И вот, наконец, все осталось позади – блюющий желчью «шакал», миловидная Валентина, приставленная к закромам нашей Родины и уделившая малую толику из них доктору Боголюбову – как по ходатайству друга Макарцева, так и в ожидании ответных со стороны доктора медицинских услуг, мясные туши в подвале и рубщик с топором и в красной вязаной шапочке, вызвавший у Сергея Павловича мгновенный столбняк своим зловещим сходством с мужичком-душегубом, прошлой осенью повстречавшимся ему в лесу, где он заблудился и взывал о помощи… Ей-Богу, похоже на сон, после которого просыпаешься в холодном поту. А генерал, гнавшийся за ним с кинжалом бойца ВДВ? Сон это был?

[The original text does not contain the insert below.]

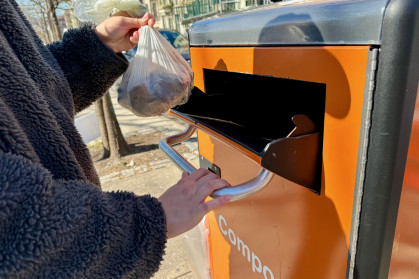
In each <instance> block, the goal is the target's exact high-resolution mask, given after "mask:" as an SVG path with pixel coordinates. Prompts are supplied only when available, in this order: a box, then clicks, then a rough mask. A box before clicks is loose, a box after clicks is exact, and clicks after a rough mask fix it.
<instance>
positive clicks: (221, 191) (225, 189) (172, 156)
mask: <svg viewBox="0 0 419 279" xmlns="http://www.w3.org/2000/svg"><path fill="white" fill-rule="evenodd" d="M195 130H196V128H195V127H192V126H188V127H187V128H186V130H185V131H183V132H182V133H180V134H177V135H173V136H170V137H167V138H165V139H163V140H161V141H160V145H159V146H160V149H161V150H162V151H163V152H164V153H166V155H167V156H168V157H169V158H170V159H171V160H172V161H173V163H175V165H176V166H177V167H178V168H180V169H181V170H183V171H186V172H188V173H192V172H194V171H195V170H196V168H195V167H194V166H193V165H191V164H190V163H189V162H188V161H187V160H185V159H184V158H183V157H182V156H181V155H180V154H179V153H178V152H176V151H175V150H174V149H173V148H172V147H171V145H174V144H177V143H181V142H183V141H186V140H187V139H189V138H190V137H191V136H192V135H193V134H194V133H195ZM272 177H273V173H272V172H270V171H268V170H266V169H264V168H262V170H261V171H260V172H259V174H258V175H257V176H256V177H255V178H253V179H251V180H249V181H246V182H244V183H242V184H239V185H237V186H234V187H228V188H223V189H220V190H217V191H214V192H213V193H212V194H211V195H210V196H211V197H212V198H217V197H219V196H222V195H231V201H235V200H240V199H244V198H246V197H249V196H251V195H253V194H256V193H257V192H259V191H260V190H262V189H263V188H265V187H266V186H267V185H268V183H269V182H270V181H271V180H272Z"/></svg>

А шумные люди Черемушкинского рынка, продавшие ему пучок фиолетово-сизого базилика, пучок петрушки с каплями воды на ярко-зеленых листочках, янтарно-желтые перцы и пять немыслимой красоты роз, белых с каймой цвета крови поверху и такими же подпалинами у основания бутона; а Иоанн Предтеча, крестивший народ возле бочки с квасом; а Николай-Иуда, непостижимым образом проникающий в его жизнь? Где-то далеко мелькнула Людмила Донатовна, трезвая как стеклышко, со скорбным и щемяще-прелестным выражением лица. С пронзившим его мучительным чувством он поспешил изгнать ее. Уходи. Я тебя любил, не отрекаюсь. Но уходи, ибо я теперь совсем не тот, кого ты знала. Все позади. Гроза прошла, воздух стал чист. Все сон, кроме тебя, любовь моя вечная, любовь моя единственная, любовь моя бесценная. Бог дал мне тебя в жены. И ты, жена, покорна будь воле господина твоего и повинуйся ему в желаниях его. А он, госпожа несравненная, не знает лучшей для себя участи, чем прилепиться к тебе душой и телом, быть твоей тенью, твоим спутником, твоим возлюбленным, которому одному на всем свете дарован мягкий свет твоих глаз и нежная горечь твоего поцелуя. Губы его сохнут без твоих губ, а сердце рвется от горя: неужто не любит меня госпожа моя? неужто покинет меня, оставив наедине с тоской и отчаянием? неужто не сжалится над бедным подкидышем, возомнившим, что он обрел жену, счастье и веру? Слушай. Птицы смолкли в овраге, под домом. Гляди. Звезды осыпали темное небо. Сизый туман поволокся внизу.